2. If we don't focus on theories, seconds, diaphragms and mathematical analysis, to capture a picture, we will have a more serious relation with the environment.

3. Vernacular is the folklore without philosophies and principles.

4. In modern days even a 5-year-old kid can make a better snapshot than a so-called professional photographer. Simply because the child is improvising without any universal or metaphysical formulas. He is free in the environment he represents and he doesn’t interrupt his thoughts in light phenomena’s.

5. Nowadays photography is everyone’s business.

Aim of the Journal

The Electronic Journal of Vernacular Photography is Focuses on the idea that the closest approach a photographer can have to his environment is with fast improvisation.

The professional camera is a division between the photographer and his subject.
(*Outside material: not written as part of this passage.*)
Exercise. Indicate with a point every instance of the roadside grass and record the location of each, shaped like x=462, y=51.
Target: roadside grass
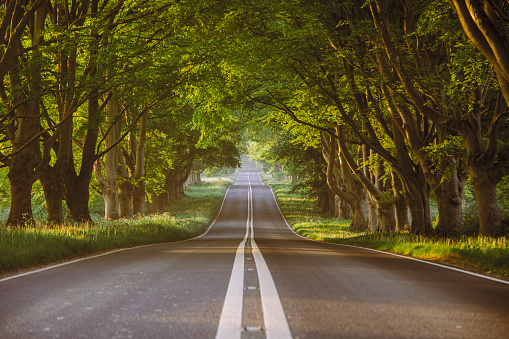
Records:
x=481, y=254
x=43, y=244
Especially the bigger format cameras, they make the photographer a hunter and not an equal with the environment; probably the next step in the evolution of photography is the use of the vernacular idea.

Vernacular Concepts by John A. Kouwenhoven

The forms we have so long neglected are in reality the products of a unique kind of folk art, created under conditions which had never before existed. They represent the unself-conscious efforts of common people, in America and elsewhere, to create satisfying patterns out of the elements of a new and culturally unassimilated environment; but this patternmaking is something altogether different from the folk arts which in recent years have been collected and studied with such enthusiasm. It has nothing in common with the balladry of the Kentucky mountaineers or the decorative crafts of the Pennsylvania Dutch. Unlike these, it is the art of sovereign, even if uncultivated, people rather than of groups cut off from the main currents of contemporary life. The patterns it evolved were not those which are inspired by ancient traditions of race or class; on the contrary, they were imposed by the driving energies of an unprecedented social structure. In their least diluted form these patterns comprise the folk arts of the first people in history who, disinherited of a great cultural tradition, found themselves living under democratic institutions in an expanding machine economy. It is this unique factor of a democratic-technological vernacular which has been overlooked in our estimates of art in the United States. The development of folk-art forms is always hard to trace. No one bothers to note the patterns of colors, shapes, sounds, and ideas which plain people produce--at least no detailed record is kept until long after the patterns have crystallized and have become habitual. It is especially difficult to trace the emergence of this vernacular, for the patterns through which it evolved were not designed to be kept in frames on the wall, or cherished behind glass doors. These patterns formed tools, machines, buildings, and other objects for use in the routine of daily life. It was into the design of useful things that these people inevitably turned the universal creative instinct. Repressed artistic impulses found release in uncounted rudimentary and personal expressions. The purest form of this vernacular, the form in which its characteristics are most clearly revealed and can be most readily defined, is represented by technological design. Here craft tradition had least influence and the characteristic impulses of the new civilization were freest to display their energy in patterns available to all the people, cultivated and uncultivated alike.